John Garfield, who was Odets' stage mouth-piece, played Castle on Broadway in 1949. But the role is beyond Jack Palance—he didn't yet have the polish to play (or be) a Hollywood leading-man, so he mostly just seethes and heaves himself around the room. Ida Lupino, one of the best actresses around, is reduced to soap opera sop work here. The only actors who seem able to cope with Odets' purple prose are Winters with a force of cluelessness and Steiger, who just powers his way through like a bull—no hesitations, no apologies, which works well for the character—a studio mogul of the Louis B. Mayer/Harry Cohn ferocity.

The final act of the film is a mess of theatrical hysteria and misdirection that compresses a lot of story and reactions off-screen, while a running narrative informs us (or rather misinforms) about what all that hub-bub is upstairs. Perhaps Aldrich rushed through it to cut through the giggle factor, but the material is lumpen at any speed. You need a bigger knife than this movie's got to make it play.

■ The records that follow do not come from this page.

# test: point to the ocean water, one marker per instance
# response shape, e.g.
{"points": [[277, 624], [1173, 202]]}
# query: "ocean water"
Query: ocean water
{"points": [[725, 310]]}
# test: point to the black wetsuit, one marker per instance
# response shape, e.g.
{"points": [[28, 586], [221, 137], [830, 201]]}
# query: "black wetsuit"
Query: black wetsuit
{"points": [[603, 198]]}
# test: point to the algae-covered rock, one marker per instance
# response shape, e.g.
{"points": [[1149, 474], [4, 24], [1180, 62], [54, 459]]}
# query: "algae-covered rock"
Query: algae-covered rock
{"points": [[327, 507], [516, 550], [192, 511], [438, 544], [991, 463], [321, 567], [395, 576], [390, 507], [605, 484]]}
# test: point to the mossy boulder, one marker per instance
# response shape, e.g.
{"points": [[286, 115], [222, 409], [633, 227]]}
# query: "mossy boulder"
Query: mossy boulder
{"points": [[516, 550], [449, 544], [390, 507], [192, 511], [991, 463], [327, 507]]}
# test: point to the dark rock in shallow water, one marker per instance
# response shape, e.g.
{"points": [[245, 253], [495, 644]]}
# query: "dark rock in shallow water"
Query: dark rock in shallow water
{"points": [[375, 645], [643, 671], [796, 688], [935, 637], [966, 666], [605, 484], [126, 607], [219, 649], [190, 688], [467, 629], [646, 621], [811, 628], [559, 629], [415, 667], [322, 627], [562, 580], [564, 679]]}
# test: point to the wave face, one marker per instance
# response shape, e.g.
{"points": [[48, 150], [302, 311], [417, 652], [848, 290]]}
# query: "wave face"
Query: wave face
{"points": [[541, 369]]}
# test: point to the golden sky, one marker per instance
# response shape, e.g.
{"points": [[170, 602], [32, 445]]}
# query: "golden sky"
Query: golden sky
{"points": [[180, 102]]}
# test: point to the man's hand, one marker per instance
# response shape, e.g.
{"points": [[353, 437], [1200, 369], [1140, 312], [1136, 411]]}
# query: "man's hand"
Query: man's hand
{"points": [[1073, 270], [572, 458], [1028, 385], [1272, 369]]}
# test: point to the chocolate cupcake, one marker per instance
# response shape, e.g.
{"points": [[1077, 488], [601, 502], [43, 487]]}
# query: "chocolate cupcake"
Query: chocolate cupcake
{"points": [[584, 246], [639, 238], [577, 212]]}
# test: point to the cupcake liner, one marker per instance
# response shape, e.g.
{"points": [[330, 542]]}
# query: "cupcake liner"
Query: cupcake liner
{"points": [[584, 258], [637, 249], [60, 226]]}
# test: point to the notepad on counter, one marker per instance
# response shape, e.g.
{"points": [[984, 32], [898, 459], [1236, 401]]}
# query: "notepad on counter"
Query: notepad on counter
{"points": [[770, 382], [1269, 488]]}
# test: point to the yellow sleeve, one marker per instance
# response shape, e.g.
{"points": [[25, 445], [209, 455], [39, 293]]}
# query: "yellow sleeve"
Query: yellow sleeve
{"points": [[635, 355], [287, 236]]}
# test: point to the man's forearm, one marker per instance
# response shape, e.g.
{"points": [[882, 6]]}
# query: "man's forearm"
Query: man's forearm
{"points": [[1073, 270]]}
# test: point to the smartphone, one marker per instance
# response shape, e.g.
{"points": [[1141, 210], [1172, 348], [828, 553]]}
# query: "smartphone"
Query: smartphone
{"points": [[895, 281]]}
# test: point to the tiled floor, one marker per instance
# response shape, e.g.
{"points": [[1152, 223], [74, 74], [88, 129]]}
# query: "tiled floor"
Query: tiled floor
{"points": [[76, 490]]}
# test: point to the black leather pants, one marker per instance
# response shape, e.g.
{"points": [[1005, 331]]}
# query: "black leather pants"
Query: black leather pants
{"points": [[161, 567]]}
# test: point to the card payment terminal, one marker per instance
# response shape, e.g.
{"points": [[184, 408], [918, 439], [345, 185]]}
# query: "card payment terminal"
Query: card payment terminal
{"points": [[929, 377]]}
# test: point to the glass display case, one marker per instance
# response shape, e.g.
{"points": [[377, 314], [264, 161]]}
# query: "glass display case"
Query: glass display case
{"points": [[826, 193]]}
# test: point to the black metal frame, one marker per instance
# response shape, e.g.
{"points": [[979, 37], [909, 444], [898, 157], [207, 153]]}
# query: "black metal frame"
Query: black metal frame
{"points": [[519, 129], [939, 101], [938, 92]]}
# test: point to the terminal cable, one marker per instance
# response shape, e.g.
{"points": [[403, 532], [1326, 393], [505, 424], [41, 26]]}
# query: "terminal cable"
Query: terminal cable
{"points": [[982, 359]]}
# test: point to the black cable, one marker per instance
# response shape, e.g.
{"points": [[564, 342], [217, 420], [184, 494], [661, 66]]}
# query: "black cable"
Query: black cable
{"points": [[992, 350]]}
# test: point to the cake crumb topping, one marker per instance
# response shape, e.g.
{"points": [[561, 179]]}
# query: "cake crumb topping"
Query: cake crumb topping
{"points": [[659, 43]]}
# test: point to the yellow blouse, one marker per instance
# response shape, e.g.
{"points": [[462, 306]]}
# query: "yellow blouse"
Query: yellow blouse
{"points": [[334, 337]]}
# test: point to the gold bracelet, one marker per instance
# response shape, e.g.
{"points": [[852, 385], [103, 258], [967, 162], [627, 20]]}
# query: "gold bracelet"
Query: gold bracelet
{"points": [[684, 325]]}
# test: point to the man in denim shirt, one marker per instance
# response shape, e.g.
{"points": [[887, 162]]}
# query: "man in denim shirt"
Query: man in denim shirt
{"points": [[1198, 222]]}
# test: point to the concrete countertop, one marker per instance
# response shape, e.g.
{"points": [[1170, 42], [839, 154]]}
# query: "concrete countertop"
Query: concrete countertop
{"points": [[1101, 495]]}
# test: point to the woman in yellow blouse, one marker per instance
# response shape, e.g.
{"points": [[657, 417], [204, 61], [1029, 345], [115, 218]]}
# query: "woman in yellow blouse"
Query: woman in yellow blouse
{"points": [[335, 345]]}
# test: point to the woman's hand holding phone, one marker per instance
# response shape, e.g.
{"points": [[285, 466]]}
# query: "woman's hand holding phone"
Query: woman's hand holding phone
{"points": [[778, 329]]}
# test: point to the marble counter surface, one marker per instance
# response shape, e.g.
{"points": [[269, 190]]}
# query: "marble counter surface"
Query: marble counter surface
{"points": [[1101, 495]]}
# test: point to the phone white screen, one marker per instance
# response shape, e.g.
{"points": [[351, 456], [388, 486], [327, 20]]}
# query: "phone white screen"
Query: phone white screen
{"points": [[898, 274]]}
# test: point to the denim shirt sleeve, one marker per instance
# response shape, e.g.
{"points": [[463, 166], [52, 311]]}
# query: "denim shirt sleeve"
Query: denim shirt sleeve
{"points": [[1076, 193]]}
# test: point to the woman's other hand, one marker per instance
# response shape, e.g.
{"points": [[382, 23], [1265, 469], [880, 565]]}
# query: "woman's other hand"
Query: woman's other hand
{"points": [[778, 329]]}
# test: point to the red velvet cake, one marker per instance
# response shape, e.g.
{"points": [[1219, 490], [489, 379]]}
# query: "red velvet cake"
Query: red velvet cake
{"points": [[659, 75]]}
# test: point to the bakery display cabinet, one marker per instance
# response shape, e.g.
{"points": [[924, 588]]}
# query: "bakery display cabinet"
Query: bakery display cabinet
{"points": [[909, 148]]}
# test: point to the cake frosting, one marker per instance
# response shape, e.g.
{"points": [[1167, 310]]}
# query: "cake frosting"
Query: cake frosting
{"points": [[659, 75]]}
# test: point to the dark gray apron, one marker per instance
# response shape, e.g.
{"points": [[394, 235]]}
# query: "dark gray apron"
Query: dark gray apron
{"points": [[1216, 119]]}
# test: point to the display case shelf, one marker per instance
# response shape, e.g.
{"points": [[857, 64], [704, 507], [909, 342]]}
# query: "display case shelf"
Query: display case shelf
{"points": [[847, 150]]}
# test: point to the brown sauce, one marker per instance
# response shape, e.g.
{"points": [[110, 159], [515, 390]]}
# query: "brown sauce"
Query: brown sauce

* I keep seeing "The Big Knife" being referred to as a film noir. Nah. Sure, it's got a gritty title, and it's filmed in black and white, and the souls are sordid and Aldrich directed noirs--but, this is as much a film noir as "The Oscar" is!

Monday, March 3, 2008

Panic in the Streets (1950)

"Panic in the Streets" (Elia Kazan, 1950) Kazan's gritty "N'Orleans noir" with pneumonic plague substituting for the rot in men's souls. Richard Widmark steps away from playing giggling gangsters to take on a too-earnest-by-half Naval doctor who is alerted to a murder victim's communicable disease and must find the killers and anyone they've come in contact with before the people of New Orleans start falling in the streets. He's given grudging help by the police commisioner (Paul Douglas, great in a non-comedic role), but it's the targets of the man-hunt that are the real interest. One of the perpetrators is played by Zero Mostel, looking a hundred pounds lighter but with the same crazy comb-over and the quicksilver reactions that threaten to spill into comedy. As his boss Blackie is one Walter Jack Palance--yup, him, in one of his first movies--very young, very tall and with a face of so many concave facets that Kazan's naturalistic lighting schemes pay off in wierdly evocative ways. There's an extended chase through a coffee warehouse where the stunts, some of them a bit risky, are performed by Palance...and Mostel! Seeing the slightly svelter Zero leap from a ceiling transom to a stack of coffee bags is pretty scary to consider. Filmed on location with a lot of "real" folks playing "real folks" (and a lot of them are really good!), this kinetic movie keeps wanting to drop into hysteria at any moment--a Kazan trademark--but, that lends credence to the whole impending disaster.